La grotte de Blombos, à 300 km à l’est de la ville du Cap, en Afrique du Sud, est décidément un trésor pour les archéologues. Ils y ont déjà découvert des coquillages percés contenant de l’ocre qui pouvaient servir de parures, des outils et des armes en pierre taillée, parfois d’apparat, dans des niveaux allant de 75 000 à 100 000 ans. Début 2002, quand Christopher Henshilwood et ses collègues avaient décrit des fragments d’ocre gravés vieux de 77 000 ans, la nouvelle avait fait l’effet d’une bombe : Homo sapiens était un « artiste » déjà dans son berceau africain, et n’avait pas attendu d’atteindre l’Europe pour exprimer une activité symbolique – certes bien moins élaborée que les peintures de la grotte Chauvet (datée de plus de 30 000 ans).

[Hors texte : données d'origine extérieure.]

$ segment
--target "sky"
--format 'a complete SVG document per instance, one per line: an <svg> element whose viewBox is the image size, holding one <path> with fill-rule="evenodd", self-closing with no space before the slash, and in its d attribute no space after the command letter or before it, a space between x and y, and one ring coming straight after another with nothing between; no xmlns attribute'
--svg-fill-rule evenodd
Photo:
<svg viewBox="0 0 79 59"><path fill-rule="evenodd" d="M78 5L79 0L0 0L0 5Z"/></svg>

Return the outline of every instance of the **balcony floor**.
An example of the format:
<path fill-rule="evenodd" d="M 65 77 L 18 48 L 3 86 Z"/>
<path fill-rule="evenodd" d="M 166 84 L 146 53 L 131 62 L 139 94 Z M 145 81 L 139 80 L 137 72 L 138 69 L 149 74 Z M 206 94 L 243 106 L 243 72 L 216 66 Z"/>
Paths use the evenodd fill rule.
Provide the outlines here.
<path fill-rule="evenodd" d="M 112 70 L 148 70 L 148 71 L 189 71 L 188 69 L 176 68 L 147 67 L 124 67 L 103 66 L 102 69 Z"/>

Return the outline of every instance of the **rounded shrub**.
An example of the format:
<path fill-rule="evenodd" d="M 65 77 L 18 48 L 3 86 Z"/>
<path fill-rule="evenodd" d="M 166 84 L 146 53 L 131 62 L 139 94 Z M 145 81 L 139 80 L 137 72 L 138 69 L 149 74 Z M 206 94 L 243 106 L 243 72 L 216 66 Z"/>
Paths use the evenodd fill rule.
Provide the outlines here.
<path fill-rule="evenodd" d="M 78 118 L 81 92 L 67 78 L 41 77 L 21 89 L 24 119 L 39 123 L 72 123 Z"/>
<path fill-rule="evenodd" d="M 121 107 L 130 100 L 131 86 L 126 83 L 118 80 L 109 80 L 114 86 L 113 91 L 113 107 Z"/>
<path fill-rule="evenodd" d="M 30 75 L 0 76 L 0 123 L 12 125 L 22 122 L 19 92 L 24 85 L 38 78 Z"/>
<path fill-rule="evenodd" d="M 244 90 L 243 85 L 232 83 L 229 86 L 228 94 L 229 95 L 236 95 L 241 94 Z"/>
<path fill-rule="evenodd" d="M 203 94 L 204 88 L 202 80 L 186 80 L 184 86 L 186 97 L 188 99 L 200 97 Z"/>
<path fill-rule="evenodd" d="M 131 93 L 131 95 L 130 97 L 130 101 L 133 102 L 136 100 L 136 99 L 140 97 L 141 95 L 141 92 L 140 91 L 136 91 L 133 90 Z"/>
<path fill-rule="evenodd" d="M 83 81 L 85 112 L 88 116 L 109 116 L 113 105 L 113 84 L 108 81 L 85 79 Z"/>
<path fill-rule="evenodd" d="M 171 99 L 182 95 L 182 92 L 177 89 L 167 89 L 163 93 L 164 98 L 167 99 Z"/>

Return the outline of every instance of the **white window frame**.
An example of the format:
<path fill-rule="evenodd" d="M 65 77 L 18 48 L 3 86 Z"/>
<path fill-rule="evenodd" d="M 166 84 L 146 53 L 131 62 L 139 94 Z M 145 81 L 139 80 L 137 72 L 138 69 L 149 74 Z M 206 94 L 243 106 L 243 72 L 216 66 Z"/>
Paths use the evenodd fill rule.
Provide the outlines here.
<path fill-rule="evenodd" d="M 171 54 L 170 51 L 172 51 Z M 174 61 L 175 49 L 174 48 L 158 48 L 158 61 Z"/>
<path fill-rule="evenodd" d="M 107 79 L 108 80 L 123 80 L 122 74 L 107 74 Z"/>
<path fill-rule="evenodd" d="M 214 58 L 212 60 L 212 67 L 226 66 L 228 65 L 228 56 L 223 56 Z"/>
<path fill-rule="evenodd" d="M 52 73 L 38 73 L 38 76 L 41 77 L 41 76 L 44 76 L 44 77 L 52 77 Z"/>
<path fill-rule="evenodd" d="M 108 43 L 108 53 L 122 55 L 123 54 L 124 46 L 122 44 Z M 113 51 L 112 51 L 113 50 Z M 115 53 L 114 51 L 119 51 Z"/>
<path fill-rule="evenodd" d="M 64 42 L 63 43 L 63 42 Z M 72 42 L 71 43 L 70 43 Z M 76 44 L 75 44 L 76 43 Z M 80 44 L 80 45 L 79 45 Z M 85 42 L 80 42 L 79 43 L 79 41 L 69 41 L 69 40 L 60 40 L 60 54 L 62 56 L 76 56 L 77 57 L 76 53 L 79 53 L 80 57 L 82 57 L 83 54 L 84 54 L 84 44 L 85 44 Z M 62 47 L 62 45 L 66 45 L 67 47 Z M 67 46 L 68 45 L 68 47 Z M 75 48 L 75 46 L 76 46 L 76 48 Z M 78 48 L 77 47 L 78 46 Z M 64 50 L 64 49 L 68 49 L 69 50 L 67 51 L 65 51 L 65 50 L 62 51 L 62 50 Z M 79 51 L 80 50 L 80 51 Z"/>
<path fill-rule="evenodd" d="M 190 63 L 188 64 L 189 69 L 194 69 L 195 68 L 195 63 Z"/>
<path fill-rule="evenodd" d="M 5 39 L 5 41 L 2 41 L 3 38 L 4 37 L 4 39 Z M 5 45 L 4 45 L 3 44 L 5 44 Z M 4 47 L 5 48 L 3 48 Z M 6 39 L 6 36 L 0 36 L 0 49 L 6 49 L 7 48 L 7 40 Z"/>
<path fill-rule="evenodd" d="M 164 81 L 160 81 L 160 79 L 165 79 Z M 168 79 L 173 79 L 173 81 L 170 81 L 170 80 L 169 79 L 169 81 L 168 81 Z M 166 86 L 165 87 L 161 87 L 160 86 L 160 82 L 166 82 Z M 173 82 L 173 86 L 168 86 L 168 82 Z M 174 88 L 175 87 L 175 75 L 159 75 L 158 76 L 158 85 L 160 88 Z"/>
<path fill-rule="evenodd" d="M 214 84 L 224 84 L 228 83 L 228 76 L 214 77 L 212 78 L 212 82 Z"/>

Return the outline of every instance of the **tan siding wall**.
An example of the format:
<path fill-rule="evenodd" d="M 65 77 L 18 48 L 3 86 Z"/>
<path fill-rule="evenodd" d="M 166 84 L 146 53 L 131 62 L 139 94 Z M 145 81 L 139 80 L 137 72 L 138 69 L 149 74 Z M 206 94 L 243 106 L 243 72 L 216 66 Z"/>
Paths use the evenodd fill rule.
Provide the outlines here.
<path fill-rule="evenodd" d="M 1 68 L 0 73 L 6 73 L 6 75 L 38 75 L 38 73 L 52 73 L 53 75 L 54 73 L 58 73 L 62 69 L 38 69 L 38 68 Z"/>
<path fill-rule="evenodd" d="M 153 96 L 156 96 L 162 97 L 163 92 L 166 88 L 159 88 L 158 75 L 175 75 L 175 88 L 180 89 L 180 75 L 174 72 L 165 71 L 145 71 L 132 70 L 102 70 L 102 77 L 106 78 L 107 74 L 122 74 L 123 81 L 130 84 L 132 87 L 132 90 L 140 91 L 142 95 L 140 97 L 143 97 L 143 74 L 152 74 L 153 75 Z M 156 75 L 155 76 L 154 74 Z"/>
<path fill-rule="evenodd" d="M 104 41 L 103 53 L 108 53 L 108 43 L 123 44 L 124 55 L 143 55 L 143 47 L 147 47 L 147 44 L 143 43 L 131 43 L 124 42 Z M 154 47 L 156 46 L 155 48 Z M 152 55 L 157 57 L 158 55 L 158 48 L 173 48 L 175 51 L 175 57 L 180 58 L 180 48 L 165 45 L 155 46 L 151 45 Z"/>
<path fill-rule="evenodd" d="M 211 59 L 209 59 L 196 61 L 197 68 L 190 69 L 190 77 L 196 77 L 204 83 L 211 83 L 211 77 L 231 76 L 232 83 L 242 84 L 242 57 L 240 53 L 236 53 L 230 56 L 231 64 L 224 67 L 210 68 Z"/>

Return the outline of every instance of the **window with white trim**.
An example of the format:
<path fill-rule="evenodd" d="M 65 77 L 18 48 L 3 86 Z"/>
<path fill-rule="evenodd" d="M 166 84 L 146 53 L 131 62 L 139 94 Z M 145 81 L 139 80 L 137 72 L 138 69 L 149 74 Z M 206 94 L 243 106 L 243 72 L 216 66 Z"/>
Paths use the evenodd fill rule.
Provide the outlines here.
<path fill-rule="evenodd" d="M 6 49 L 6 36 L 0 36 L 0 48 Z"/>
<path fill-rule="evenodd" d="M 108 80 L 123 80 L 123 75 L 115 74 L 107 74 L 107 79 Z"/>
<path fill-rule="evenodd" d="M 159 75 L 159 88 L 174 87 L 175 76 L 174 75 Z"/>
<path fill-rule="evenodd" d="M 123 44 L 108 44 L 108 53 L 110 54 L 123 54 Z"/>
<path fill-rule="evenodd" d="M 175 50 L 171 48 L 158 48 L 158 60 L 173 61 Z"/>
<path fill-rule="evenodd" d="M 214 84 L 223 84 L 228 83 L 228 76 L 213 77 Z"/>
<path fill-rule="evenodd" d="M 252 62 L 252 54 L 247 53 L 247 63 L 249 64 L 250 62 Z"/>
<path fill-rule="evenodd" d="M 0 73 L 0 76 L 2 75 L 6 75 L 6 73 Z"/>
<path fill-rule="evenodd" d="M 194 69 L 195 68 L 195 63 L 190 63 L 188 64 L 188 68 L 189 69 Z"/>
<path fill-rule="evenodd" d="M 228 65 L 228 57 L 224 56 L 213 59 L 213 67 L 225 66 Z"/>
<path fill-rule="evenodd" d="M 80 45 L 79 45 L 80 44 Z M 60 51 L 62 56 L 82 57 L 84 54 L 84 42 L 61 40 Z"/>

Plus de quinze ans plus tard, l’équipe de Christopher Henshilwood confirme que les occupants de Blombos étaient de grands amateurs d’une forme particulière : les croisillons observés sur des fragments d’ocre ont été retrouvés sur un petit morceau de silcrète, une roche siliceuse dure, qui a conservé depuis 73 000 ans la trace de marques probablement faites à l’aide d’un morceau d’ocre pointu. L’objet ne paie pas de mine, mais c’est bien le plus ancien dessin au crayon jamais découvert.

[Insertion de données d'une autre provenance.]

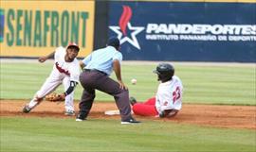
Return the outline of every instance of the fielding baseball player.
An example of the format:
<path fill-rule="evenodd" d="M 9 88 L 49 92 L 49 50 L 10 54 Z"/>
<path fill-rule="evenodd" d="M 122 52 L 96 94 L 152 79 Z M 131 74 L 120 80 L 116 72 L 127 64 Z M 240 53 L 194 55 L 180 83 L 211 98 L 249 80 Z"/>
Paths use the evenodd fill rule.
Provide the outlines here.
<path fill-rule="evenodd" d="M 154 73 L 157 74 L 158 86 L 155 97 L 144 103 L 137 103 L 130 97 L 135 114 L 142 116 L 172 117 L 181 110 L 183 86 L 178 76 L 174 75 L 174 68 L 169 63 L 160 63 Z"/>
<path fill-rule="evenodd" d="M 33 99 L 24 107 L 23 112 L 28 113 L 34 109 L 44 97 L 64 84 L 65 92 L 59 94 L 60 100 L 64 99 L 65 115 L 75 115 L 74 111 L 74 89 L 79 82 L 80 64 L 76 57 L 79 46 L 71 42 L 66 48 L 58 47 L 53 53 L 46 57 L 40 57 L 39 61 L 45 62 L 54 57 L 54 65 L 50 76 L 47 77 L 41 89 L 36 93 Z"/>

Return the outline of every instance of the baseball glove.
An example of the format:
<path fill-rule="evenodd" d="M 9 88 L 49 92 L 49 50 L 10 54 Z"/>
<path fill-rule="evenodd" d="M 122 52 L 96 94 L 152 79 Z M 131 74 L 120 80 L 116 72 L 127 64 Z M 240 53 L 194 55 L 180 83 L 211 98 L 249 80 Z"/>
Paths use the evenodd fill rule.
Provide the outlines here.
<path fill-rule="evenodd" d="M 46 96 L 46 100 L 50 102 L 58 102 L 58 101 L 64 101 L 64 98 L 63 98 L 61 94 L 51 93 Z"/>

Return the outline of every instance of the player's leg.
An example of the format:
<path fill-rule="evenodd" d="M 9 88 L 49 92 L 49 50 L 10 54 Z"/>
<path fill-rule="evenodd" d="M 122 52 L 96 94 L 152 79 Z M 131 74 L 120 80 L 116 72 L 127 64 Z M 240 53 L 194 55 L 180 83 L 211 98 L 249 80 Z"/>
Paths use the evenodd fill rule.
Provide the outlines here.
<path fill-rule="evenodd" d="M 80 110 L 76 121 L 85 120 L 91 110 L 95 98 L 95 89 L 93 88 L 94 81 L 96 81 L 95 77 L 89 73 L 82 72 L 80 76 L 80 82 L 83 88 L 83 92 L 79 103 Z"/>
<path fill-rule="evenodd" d="M 126 122 L 127 120 L 134 120 L 134 122 L 137 122 L 131 115 L 129 91 L 120 89 L 119 84 L 107 76 L 104 76 L 103 74 L 98 75 L 101 76 L 99 76 L 96 83 L 96 89 L 114 96 L 117 107 L 120 112 L 121 122 Z"/>
<path fill-rule="evenodd" d="M 64 90 L 66 91 L 70 86 L 70 78 L 64 77 L 63 80 Z M 75 115 L 74 110 L 74 91 L 65 96 L 64 99 L 65 115 Z"/>
<path fill-rule="evenodd" d="M 137 103 L 133 106 L 133 111 L 137 115 L 155 116 L 158 115 L 155 105 L 146 105 L 144 103 Z"/>
<path fill-rule="evenodd" d="M 23 111 L 26 113 L 29 112 L 43 101 L 46 95 L 52 93 L 61 83 L 62 81 L 60 81 L 60 79 L 54 79 L 49 76 L 43 84 L 41 89 L 36 93 L 34 97 L 30 100 L 30 102 L 24 107 Z"/>

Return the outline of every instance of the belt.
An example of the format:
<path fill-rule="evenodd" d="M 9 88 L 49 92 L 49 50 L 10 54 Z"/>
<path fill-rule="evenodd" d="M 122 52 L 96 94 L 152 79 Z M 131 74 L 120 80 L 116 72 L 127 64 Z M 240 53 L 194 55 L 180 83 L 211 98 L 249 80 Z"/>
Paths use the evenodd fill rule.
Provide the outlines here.
<path fill-rule="evenodd" d="M 100 71 L 100 70 L 97 70 L 97 69 L 83 69 L 84 72 L 98 72 L 98 73 L 101 73 L 101 74 L 104 74 L 104 75 L 107 75 L 106 73 L 102 72 L 102 71 Z"/>

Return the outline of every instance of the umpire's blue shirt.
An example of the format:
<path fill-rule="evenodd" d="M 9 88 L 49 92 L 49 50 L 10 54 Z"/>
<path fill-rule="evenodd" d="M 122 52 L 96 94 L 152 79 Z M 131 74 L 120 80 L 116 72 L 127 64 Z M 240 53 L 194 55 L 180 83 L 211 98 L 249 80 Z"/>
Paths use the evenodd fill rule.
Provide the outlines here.
<path fill-rule="evenodd" d="M 99 50 L 93 51 L 89 56 L 82 59 L 85 69 L 97 69 L 106 73 L 108 76 L 113 71 L 113 60 L 122 60 L 122 55 L 113 46 L 107 46 Z"/>

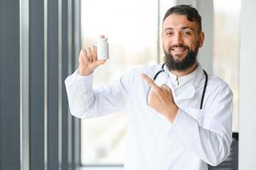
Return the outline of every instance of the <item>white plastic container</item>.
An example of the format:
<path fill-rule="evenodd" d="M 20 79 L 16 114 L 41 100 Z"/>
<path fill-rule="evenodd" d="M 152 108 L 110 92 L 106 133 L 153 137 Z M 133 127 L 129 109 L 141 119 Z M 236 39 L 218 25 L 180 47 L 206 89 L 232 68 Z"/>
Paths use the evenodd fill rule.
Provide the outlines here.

Fragment de silcrète portant sur l’une de ses faces un dessin composé de neuf lignes tracées au crayon d’ocre. / D'Errico/Henshilwood/Nature
« Ce n’est pas la première représentation abstraite attribuable à la lignée humaine, puisqu’on a aussi observé des zigzags tracés sur un coquillage à Java, vieux de plus de 500 000 ans », note Francesco d’Errico (CNRS, université de Bordeaux), qui avait contribué à cette découverte annoncée en 2014. Il participe aussi aux fouilles de Blombos et cosigne l’article décrivant le nouveau dessin sud-africain dans Nature daté du 13 septembre. « Retrouver à Blombos de nouveaux croisillons, sur un autre support et résultant d’une autre technique, suggère que dans l’esprit des habitants de cette grotte, ces symboles signifiaient quelque chose », ajoute-t-il. Il fait le parallèle avec la croix chrétienne, qui elle aussi est un « signe incorporé dans divers supports matériels ».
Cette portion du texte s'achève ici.